First Principles

A.3 Proof of Euler-Lagrange Equation

The Euler-Lagrange equation provides the solution to a classic problem in the calculus of variations. The goal of our problem is to find

\[\begin{equation} \arg\min_{x(t)} \mathcal{S} \qquad \mathcal{S} = \mathcal{I}[\mathcal{L}] = \int\limits_{t_0}^{t}{\mathcal{L}(x,\dot{x},t)\,\mathrm{d}t} \tag{1.5} \end{equation}\]

The usual method of finding critical points by finding the roots of a derivative works only with a function \(\mathbb{R} \to \mathbb{R}\). \(\mathcal{I}\), however, is a functional that takes in a function \(x(t)\) which represents a path and outputs a real number, the value of the integral from \(t_0\) to \(t\).

Let \(x^\star(t)\) be the optimal path, that is, the one that meets our objective of minimizing \(\mathcal{S}\). Then, any arbitrary path \(x(t)\) must either be the optimal path or a path that deviates from the optimal path. Let \(\epsilon\eta(t)\) be this deviation (\(\epsilon\) is just an arbitrary constant which will come into play later). Then,

\[\begin{align*} x(\epsilon) &= x^\star(t) + \epsilon\eta(t) \\ \dot{x}(\epsilon) &= \dot{x}^\star(t) + \epsilon\dot{\eta}(t) \end{align*}\]

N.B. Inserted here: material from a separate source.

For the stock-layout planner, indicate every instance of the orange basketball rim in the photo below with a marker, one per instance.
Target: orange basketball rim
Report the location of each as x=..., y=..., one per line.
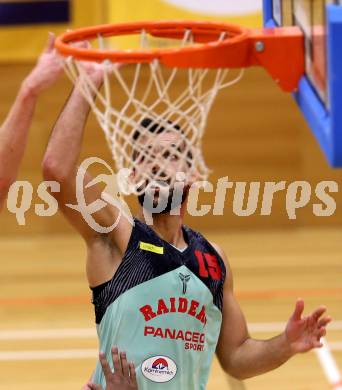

Now we’re ready to begin the proof. We must show that \(\frac{\mathrm{d}\mathcal S}{\mathrm{d}\epsilon}\) is zero for some type of \(x(t)\). The analogy for a single-variable function is to show that there are points where \(y\prime(x)=0\). Expanding \(\mathcal{S}\),

\[\begin{align*} 0 &= \frac{\mathrm{d}}{\mathrm{d}\epsilon}\int\limits_{t_0}^{t}{\mathcal{L}(x,\dot{x},t)\,\mathrm{d}t} \\ &= \int\limits_{t_0}^{t}{\frac{\mathrm{d}}{\mathrm{d}\epsilon}{\Big[\mathcal{L}(x,\dot{x},t)\Big]}\,\mathrm{d}t} \\ &= \int\limits_{t_0}^{t}{ \left[\frac{\partial \mathcal{L}}{\partial x}\cancelto{\eta(t)}{\frac{\partial x}{\partial \epsilon}}\; + \frac{\partial \mathcal{L}}{\partial \dot{x}}\cancelto{\dot\eta(t)}{\frac{\partial \dot{x}}{\partial \epsilon}}\qquad \right]\,\mathrm{d}t} \\ \end{align*}\]

\[ 0 = \int\limits_{t_0}^{t}{ \frac{\partial \mathcal{L}}{\partial x} \eta(t) \,\mathrm{d}t} + {\int\limits_{t_0}^{t}{ \frac{\partial \mathcal{L}}{\partial \dot x} \dot\eta(t) \,\mathrm{d}t}} \]

We’ll set aside the first integral in this equation and integrate the second one with integration by parts. We will choose \(u=\shpderiv{\mathcal{L}}{\dot{x}}\) which leaves \(\diff{v} = \eta(t)\,\diff{t}\). Then \(v=\eta\) and

\[ \diff{u} = \deriv{}{t}\pderiv{\mathcal{L}}{\dot{x}}\diff{t} \]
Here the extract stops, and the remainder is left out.